El impacto en los precios del petróleo sería inmediato: estimaciones conservadoras hablan de una suba del 50 al 100 por ciento en el precio del barril en los primeros días. Arabia Saudita y los Emiratos Árabes Unidos tienen oleoductos alternativos que bypassean el Estrecho, pero con capacidad limitada. No alcanzan para compensar el volumen total que pasa por el canal.

Para Argentina, un shock de precios del petróleo tiene efectos contradictorios. Por un lado, el costo de las importaciones de combustible sube. Por otro, los precios de los commodities energéticos que Argentina exporta —gas, petróleo de Vaca Muerta— también subirían. El balance depende de la duración del shock y de la posición neta de la balanza energética del país en ese momento.

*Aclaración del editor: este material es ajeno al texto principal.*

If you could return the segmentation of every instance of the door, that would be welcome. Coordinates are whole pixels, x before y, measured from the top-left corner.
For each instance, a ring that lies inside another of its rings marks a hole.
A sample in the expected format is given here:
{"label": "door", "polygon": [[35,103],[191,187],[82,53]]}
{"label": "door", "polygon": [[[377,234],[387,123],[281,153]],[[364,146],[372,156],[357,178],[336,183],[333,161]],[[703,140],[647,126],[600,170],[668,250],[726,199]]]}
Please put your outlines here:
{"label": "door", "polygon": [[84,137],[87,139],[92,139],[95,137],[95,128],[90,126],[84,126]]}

Lo que se juega más allá del petróleo

El conflicto en el Estrecho de Ormuz va más allá del precio del barril. Es una prueba del sistema de normas internacionales que regula el comercio marítimo.

La libertad de navegación en aguas internacionales es uno de los principios más básicos del orden económico global. Si un país puede minar un estrecho internacional sin consecuencias y otro puede responder con fuerza militar sin mandato multilateral, el sistema de reglas que hace posible el comercio global se erosiona.

En 2026, ese sistema ya está bajo presión por múltiples conflictos simultáneos. El Estrecho de Ormuz es el punto donde la presión se concentra de manera más concreta y más cara.